With the judiciary taking the lead, various other agencies such as NCLAT, NCLT and RERA have also initiated action against builders. An FIR was filed against the Omaxe director and officials in March after they failed to deliver a flat in time. In December 2018, 3C directors Nirmal Singh, Surpreet Singh and Vidur Bharadwaj were arrested by the Delhi Police’s Economic Offences Wing. Logix Group had to give up 4,000 of its flats to another construction company, ATS, so they could be finished in time.
The UP RERA has emerged as another avenue where consumers can lodge cases since the authority also has judicial powers. But its hands are full. Currently, Supertech has 324 cases pending in UP RERA while Jaypee has 200 and Supertech Township has 75. Almost 25 cases of Omaxe group were resolved and 18 are pending. 3C group has 25 cases remaining.

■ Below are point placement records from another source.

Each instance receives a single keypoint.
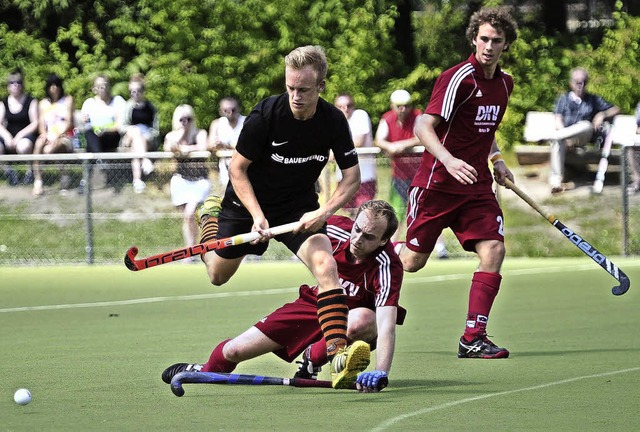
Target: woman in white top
(190, 184)
(224, 133)
(362, 135)
(103, 115)
(140, 129)
(55, 121)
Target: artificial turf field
(91, 342)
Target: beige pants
(578, 134)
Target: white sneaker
(138, 186)
(597, 186)
(147, 166)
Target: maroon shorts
(294, 326)
(366, 192)
(471, 218)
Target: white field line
(394, 420)
(408, 281)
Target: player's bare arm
(238, 174)
(500, 169)
(426, 133)
(313, 221)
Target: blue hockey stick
(588, 249)
(226, 378)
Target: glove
(376, 380)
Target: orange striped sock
(332, 316)
(209, 229)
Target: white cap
(400, 97)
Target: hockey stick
(225, 378)
(577, 240)
(598, 183)
(134, 264)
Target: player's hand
(461, 171)
(261, 225)
(501, 172)
(372, 382)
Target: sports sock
(217, 362)
(484, 289)
(209, 229)
(332, 316)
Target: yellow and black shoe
(348, 363)
(210, 207)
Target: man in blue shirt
(580, 116)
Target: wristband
(495, 157)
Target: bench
(583, 159)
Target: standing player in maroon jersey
(453, 186)
(371, 274)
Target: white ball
(22, 396)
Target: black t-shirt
(288, 155)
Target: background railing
(98, 216)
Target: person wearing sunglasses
(190, 183)
(55, 115)
(140, 130)
(18, 124)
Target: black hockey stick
(226, 378)
(580, 243)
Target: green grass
(95, 363)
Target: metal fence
(90, 213)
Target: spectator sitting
(103, 115)
(362, 135)
(580, 117)
(224, 133)
(396, 138)
(18, 124)
(55, 120)
(141, 130)
(190, 184)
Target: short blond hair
(309, 55)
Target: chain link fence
(90, 213)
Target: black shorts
(234, 220)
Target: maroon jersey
(471, 108)
(404, 166)
(374, 282)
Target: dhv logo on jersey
(488, 113)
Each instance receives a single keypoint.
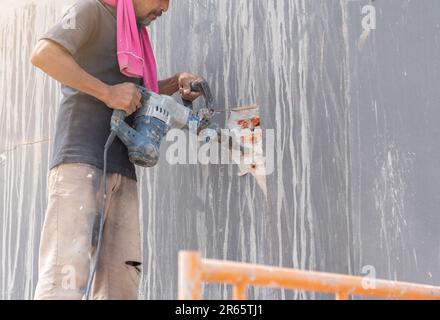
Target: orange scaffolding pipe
(193, 271)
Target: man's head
(148, 10)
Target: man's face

“At present, 1,340 projects are registered with RERA, and our effort is to ensure all consumers get flats. Powers that RERA has include Section 7 under which we can deregister a builder group if it has not performed to the expectations of the homebuyers and is a defaulter. We also have a conciliatory court where amicable solutions are reached,” said Rajive Kumar, Chairman RERA.
According to RERA officials, an integrated website for online solutions and real-time updates on redressal mechanisms are also being planned.
The GNIDA is also attempting course correction. Its CEO said: “We are issuing recovery certificates to builders and are also cancelling projects as deterrence. Several builders have come up with solutions and proposals to finish delayed projects. We will sit them down and analyse the feasibility.”
Ritu Maheshwari, the Noida Authority CEO, said: “Amrapali and Unitech alone have dues worth Rs 8,000 crore. But every case is different and we will see each on its own merit… We might cancel projects which have not taken off.”